The bright Goodchild amiably smiled.

‘So you do,’ said Thomas.  ‘I mean it.  To me you are an absolutely terrible fellow.  You do nothing like another man.  Where another fellow would fall into a footbath of action or emotion, you fall into a mine.  Where any other fellow would be a painted butterfly, you are a fiery dragon.  Where another man would stake a sixpence, you stake your existence.  If you were to go up in a balloon, you would make for Heaven; and if you were to dive into the depths of the earth, nothing short of the other place would content you.  What a fellow you are, Francis!’  The cheerful Goodchild laughed.

‘It’s all very well to laugh, but I wonder you don’t feel it to be serious,’ said Idle.  ‘A man who can do nothing by halves appears to me to be a fearful man.’

‘Tom, Tom,’ returned Goodchild, ‘if I can do nothing by halves, and be nothing by halves, it’s pretty clear that you must take me as a whole, and make the best of me.’

With this philosophical rejoinder, the airy Goodchild clapped Mr. Idle on the shoulder in a final manner, and they sat down to dinner.

‘By-the-by,’ said Goodchild, ‘I have been over a lunatic asylum too, since I have been out.’
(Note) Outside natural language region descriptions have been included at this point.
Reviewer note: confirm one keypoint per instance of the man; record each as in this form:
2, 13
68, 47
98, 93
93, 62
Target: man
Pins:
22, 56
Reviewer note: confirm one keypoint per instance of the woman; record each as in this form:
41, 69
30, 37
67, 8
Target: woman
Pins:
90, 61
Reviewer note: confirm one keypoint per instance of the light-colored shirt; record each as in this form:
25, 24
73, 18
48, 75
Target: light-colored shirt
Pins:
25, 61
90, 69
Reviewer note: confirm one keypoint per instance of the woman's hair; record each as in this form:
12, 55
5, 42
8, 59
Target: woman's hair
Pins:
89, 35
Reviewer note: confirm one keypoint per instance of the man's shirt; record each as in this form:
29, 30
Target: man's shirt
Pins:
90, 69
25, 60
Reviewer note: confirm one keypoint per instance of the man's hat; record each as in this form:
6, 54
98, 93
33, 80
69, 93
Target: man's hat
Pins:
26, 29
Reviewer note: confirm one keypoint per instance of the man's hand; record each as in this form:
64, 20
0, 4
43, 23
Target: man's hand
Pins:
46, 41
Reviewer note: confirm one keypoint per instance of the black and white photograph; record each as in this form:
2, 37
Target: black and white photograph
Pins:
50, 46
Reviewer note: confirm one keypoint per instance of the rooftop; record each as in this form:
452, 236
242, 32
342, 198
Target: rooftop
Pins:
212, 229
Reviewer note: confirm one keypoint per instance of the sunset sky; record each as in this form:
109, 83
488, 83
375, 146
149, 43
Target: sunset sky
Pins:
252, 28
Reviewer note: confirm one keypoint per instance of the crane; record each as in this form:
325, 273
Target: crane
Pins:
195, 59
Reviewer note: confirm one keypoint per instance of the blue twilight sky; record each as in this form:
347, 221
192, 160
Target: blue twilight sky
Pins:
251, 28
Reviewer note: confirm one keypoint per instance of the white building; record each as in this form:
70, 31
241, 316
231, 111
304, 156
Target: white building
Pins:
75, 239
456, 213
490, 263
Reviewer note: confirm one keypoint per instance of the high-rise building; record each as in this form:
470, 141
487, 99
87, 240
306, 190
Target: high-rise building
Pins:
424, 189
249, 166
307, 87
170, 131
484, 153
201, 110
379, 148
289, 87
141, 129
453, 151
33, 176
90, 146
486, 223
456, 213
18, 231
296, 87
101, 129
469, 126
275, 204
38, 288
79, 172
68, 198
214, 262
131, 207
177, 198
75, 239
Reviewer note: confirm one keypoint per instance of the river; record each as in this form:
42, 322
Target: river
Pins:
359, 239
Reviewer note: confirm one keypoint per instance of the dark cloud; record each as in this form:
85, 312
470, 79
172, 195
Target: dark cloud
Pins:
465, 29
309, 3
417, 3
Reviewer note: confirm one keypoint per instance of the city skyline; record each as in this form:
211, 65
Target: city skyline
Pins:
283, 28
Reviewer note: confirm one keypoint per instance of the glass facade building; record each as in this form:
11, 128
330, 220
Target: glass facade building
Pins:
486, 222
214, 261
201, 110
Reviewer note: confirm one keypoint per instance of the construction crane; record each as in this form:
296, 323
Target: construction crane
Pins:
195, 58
‘He has been,’ exclaimed Thomas Idle, casting up his eyes, ‘over a lunatic asylum!  Not content with being as great an Ass as Captain Barclay in the pedestrian way, he makes a Lunacy Commissioner of himself — for nothing!’

‘An immense place,’ said Goodchild, ‘admirable offices, very good arrangements, very good attendants; altogether a remarkable place.’

‘And what did you see there?’ asked Mr. Idle, adapting Hamlet’s advice to the occasion, and assuming the virtue of interest, though he had it not.